米金融政策の方向性の変化に、投機筋は敏感に反応

 金価格の変動要因は各種リスクや世界全体および中国やインドなどの動向など、多岐にわたります。

 今レポートでは、特に米国の金融政策と、価格動向に敏感で価格のトレンドを増幅させる働きがある投機筋の動向に的を絞りたいと思います。

 まず世界の金価格の指標の一つとされるNYの金先物市場における取引参加者の数と同市場の価格の推移を、図3に示します。

 これを見ると、取引参加者の数と金価格は、長期的に見ればおおむね同じ動きをしています。2003年以降、取引参加者の数の増加傾向が鮮明になりましたが、これは欧米を皮切りに金のETF(上場投資信託)が世界各地の証券市場に上場し、世界的に金を保有するムードが高まり、金の先物市場も注目されるようになったことが一因だと考えられます。

図3:NY金先物市場の取引参加者数(左軸)とNY金価格の推移(右軸) 

出所:CFTC(米商品先物取引委員会)およびCMEのデータより筆者作成

 また、米国が積極的に金融緩和を実施して価格が上昇していた2009年から2013年ごろは、価格上昇が収益獲得の好機となり、取引参加者が増加したと考えられます。
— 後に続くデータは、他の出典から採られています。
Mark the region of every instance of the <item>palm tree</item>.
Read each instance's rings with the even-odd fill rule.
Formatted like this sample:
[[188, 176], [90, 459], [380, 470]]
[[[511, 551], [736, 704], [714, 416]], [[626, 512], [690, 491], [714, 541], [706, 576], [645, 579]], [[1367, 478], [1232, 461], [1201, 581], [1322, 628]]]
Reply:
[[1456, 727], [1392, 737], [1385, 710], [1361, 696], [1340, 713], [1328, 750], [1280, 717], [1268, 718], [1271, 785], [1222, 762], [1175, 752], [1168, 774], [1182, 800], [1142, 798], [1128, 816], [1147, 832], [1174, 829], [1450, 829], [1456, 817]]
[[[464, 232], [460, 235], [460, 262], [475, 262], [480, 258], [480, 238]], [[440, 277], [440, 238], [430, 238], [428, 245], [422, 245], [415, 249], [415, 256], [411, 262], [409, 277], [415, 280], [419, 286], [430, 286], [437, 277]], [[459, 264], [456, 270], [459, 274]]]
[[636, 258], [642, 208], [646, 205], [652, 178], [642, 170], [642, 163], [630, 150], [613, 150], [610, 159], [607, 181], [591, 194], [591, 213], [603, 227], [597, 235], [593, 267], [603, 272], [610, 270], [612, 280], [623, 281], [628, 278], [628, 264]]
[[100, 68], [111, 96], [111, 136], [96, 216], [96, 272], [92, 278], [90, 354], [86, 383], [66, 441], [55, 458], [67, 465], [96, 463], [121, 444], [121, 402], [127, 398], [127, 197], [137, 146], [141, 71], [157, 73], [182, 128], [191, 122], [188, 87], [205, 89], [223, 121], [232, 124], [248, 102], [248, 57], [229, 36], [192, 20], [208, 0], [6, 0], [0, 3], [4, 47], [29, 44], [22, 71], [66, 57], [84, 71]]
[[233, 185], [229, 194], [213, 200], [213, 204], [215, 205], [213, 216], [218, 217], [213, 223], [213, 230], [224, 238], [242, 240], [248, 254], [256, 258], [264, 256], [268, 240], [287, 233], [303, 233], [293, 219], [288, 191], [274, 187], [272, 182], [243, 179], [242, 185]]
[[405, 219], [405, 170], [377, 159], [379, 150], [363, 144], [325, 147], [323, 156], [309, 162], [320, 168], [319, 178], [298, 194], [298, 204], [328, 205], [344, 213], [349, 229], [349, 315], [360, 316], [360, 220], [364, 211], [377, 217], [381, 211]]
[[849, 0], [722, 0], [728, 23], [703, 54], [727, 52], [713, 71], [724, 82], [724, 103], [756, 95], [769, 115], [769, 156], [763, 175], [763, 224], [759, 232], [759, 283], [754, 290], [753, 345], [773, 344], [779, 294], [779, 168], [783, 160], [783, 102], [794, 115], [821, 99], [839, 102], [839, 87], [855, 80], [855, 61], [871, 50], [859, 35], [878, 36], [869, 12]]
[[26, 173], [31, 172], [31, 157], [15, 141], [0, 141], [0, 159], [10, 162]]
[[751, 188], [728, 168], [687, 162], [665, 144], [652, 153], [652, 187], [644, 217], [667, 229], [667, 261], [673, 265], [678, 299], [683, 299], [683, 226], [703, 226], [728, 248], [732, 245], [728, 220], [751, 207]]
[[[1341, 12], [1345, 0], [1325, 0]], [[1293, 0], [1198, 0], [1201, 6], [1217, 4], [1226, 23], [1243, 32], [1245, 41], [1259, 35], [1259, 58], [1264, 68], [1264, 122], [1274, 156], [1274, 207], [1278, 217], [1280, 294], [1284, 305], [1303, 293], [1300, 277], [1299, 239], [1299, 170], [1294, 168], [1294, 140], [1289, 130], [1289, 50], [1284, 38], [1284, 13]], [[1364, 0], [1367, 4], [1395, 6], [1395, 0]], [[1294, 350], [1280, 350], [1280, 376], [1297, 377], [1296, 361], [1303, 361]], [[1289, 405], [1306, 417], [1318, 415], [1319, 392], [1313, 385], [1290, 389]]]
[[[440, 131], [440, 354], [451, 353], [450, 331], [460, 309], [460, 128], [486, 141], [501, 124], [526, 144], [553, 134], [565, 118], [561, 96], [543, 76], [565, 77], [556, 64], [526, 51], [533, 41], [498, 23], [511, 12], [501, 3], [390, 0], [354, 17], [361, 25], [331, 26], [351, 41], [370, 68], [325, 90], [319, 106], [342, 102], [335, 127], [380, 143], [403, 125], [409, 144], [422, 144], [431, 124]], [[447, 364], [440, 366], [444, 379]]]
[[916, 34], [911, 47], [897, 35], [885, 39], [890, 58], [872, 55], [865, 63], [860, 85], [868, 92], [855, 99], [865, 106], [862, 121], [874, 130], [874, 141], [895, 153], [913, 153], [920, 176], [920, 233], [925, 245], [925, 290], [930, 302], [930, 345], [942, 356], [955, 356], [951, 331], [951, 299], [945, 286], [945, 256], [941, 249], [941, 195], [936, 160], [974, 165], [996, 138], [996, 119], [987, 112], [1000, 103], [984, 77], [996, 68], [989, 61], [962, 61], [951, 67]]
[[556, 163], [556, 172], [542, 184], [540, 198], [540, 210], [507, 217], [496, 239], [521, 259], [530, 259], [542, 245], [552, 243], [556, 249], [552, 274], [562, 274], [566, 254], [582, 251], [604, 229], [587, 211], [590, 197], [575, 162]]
 近年はやや頭打ち感があるものの、このおよそ30年間でNY金先物市場の取引参加者は3倍以上になりました。

 では3倍以上に増えた取引参加者を具体的に見ていきます。NYの先物市場の取引参加者は、統計上、非商業筋(non-commercial traders)と商業筋(commercial traders)の2つに分類されます。非商業筋(non-commercial traders)はしばしば「投機筋」や「大口投機家(large speculators)」と呼ばれます。商業筋(commercial traders)は主に「当業者(現物そのものを取り扱う業者)」です。

※2006年から上記の2つの分類をさらに細分化したデータも公表されていますが、本レポートでは2006年以前からの推移を確認するため、従来型の統計を参照しています。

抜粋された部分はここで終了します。